Systematic Theology: Biblical and Historical by Robert Duncan Culver
One bookshelf groans and creaks under the weight of my treasured systematic theologies. And so I thought the shelf would completely crack apart when I added the newest (and biggest) addition to my family of contemporary systematic theologies.
Systematic Theology: Biblical and Historical by Dr. Robert Duncan Culver was published in 2005 by Mentor (Christian Focus) as one massive book easily surpassing the size and weight of Erickson’s Christian Theology. But it’s impressive for more than its weight.

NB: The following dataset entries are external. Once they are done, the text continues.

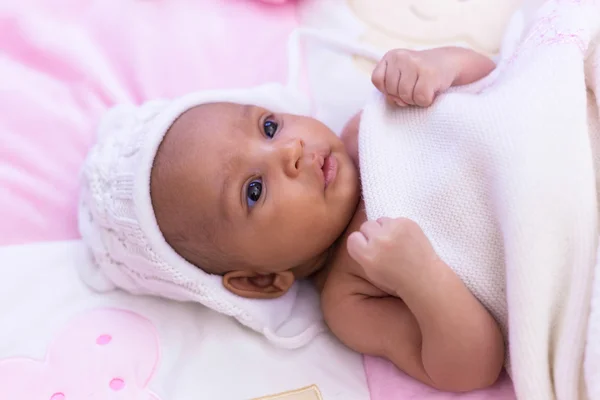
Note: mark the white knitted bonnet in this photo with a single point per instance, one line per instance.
(118, 225)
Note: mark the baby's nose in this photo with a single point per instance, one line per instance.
(291, 152)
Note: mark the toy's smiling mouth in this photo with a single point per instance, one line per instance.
(422, 15)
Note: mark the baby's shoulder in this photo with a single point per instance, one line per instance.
(346, 276)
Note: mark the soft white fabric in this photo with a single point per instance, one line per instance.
(203, 354)
(118, 224)
(501, 176)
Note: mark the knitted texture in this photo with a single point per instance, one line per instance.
(501, 176)
(119, 227)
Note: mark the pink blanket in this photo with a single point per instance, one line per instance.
(64, 62)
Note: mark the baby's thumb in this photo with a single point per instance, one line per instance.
(357, 246)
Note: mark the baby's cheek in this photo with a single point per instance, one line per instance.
(349, 137)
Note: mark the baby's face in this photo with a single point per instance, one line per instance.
(274, 191)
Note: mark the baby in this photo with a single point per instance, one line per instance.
(264, 199)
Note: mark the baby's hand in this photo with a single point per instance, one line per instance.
(408, 77)
(392, 252)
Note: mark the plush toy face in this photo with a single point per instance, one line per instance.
(426, 23)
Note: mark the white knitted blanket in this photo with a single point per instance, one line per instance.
(502, 178)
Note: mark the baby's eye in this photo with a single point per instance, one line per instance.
(270, 127)
(253, 192)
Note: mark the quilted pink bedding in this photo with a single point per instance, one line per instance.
(64, 62)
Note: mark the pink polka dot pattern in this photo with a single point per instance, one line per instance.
(103, 340)
(81, 356)
(117, 384)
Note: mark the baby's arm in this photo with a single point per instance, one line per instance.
(419, 314)
(409, 77)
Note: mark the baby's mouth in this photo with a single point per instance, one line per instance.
(329, 168)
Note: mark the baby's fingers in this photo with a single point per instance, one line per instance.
(357, 247)
(425, 89)
(378, 76)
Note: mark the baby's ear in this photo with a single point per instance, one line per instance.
(253, 285)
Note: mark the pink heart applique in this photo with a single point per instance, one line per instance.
(103, 354)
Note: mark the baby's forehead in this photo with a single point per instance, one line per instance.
(216, 113)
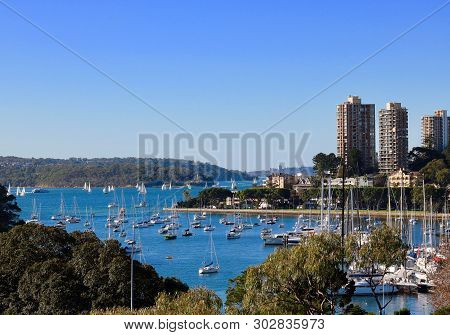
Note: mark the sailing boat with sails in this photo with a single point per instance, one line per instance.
(212, 266)
(35, 214)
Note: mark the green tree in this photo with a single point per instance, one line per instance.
(9, 210)
(304, 279)
(45, 270)
(323, 162)
(383, 249)
(197, 301)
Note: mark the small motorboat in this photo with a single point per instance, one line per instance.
(186, 233)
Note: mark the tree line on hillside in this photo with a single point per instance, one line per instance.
(115, 171)
(434, 165)
(374, 198)
(249, 198)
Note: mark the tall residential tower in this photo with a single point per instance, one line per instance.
(356, 130)
(393, 132)
(435, 130)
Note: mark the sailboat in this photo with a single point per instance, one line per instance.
(75, 217)
(35, 214)
(233, 185)
(61, 216)
(142, 189)
(213, 265)
(113, 204)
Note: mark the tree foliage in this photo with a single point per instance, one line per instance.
(418, 157)
(99, 172)
(441, 279)
(304, 279)
(197, 301)
(323, 162)
(45, 270)
(436, 172)
(383, 249)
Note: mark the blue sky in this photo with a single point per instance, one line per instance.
(212, 66)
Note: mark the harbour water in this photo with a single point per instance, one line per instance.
(187, 253)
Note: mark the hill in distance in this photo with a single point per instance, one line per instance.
(120, 172)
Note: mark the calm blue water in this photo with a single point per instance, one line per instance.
(188, 252)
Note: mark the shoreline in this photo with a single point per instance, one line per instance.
(295, 212)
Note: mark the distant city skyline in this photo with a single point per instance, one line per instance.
(211, 67)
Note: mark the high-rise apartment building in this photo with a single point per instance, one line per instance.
(393, 138)
(356, 130)
(435, 130)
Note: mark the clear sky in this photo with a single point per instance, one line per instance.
(212, 66)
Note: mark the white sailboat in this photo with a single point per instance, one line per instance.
(142, 189)
(233, 185)
(35, 214)
(212, 266)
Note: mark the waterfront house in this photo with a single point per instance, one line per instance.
(407, 179)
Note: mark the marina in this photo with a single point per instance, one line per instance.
(175, 241)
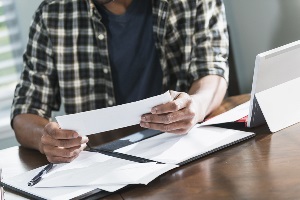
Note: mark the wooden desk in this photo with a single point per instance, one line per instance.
(265, 167)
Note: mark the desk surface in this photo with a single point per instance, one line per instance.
(265, 167)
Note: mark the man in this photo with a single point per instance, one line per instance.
(93, 54)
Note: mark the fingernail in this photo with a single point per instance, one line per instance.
(154, 110)
(144, 118)
(75, 135)
(145, 125)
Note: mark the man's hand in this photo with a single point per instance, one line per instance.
(59, 145)
(177, 116)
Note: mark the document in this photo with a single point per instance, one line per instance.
(175, 149)
(230, 116)
(95, 121)
(104, 172)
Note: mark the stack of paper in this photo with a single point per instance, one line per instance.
(104, 172)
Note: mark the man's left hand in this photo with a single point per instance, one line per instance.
(177, 116)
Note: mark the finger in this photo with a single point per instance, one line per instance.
(182, 101)
(55, 132)
(172, 117)
(51, 151)
(60, 159)
(66, 143)
(187, 124)
(57, 160)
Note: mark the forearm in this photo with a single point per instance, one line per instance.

Culver’s volume adds two dimensions that I have come to love. I’m grateful for Robert Reymond’s ability to clearly set forth a clear Reformed theology systematically based upon an explicitly biblical foundation. Reymond’s A New Systematic Theology of the Christian Faith is one of the first volumes I reach for when I need specific biblical discussion. But I’ve also grown to love the historical theology of Alister McGrath. McGrath’s Historical Theology is a fabulous look at the historical development of the various components of theology over the centuries. Culver brings both the explicitly biblical framework of Reymond and the historical-mindedness of McGrath together in one massive volume!
But because of its readability and because I most agree with his understanding of the charismatic elements of Christianity, I still prefer Wayne Grudem’s Systematic Theology. It’s very good although it’s one of the oldest of my contemporary systematics (and in need of an overall revision and update). But for my money, Culver sits behind Grudem in the No. 2 position.
A note to expositors is necessary. I am a preacher not a systematician, so systematic theologies are more fun to collect than commentaries (which I must collect). But there is one excellent expositional advantage to a small library of systematic works. When preaching through, say Acts 6, you can see where the doctrine of the passage fits within the larger context. If I browse the Scriptural index in the back of Culver I come to see that Acts 6 is an important chapter because verses 1-5 define some rare but clear proofs that the early church held some form of ‘church membership.’ I may have breezed right past this in my commentaries and expositional studies.
Expositors are good at narrowing their laser-beam attention on 4-8 verses of God’s Word and the systematicians are good at shining a wide-angle beam of light on all Scriptural doctrine. It’s very helpful for preachers like myself to understand where my sermon text fits into the larger systematic structure.
Building a small family of systematic theologies is important (and a fun hobby). So get Grudem and Culver. If you have a strong enough bookshelf (and budget) consider McGrath, Reymond and then Erickson.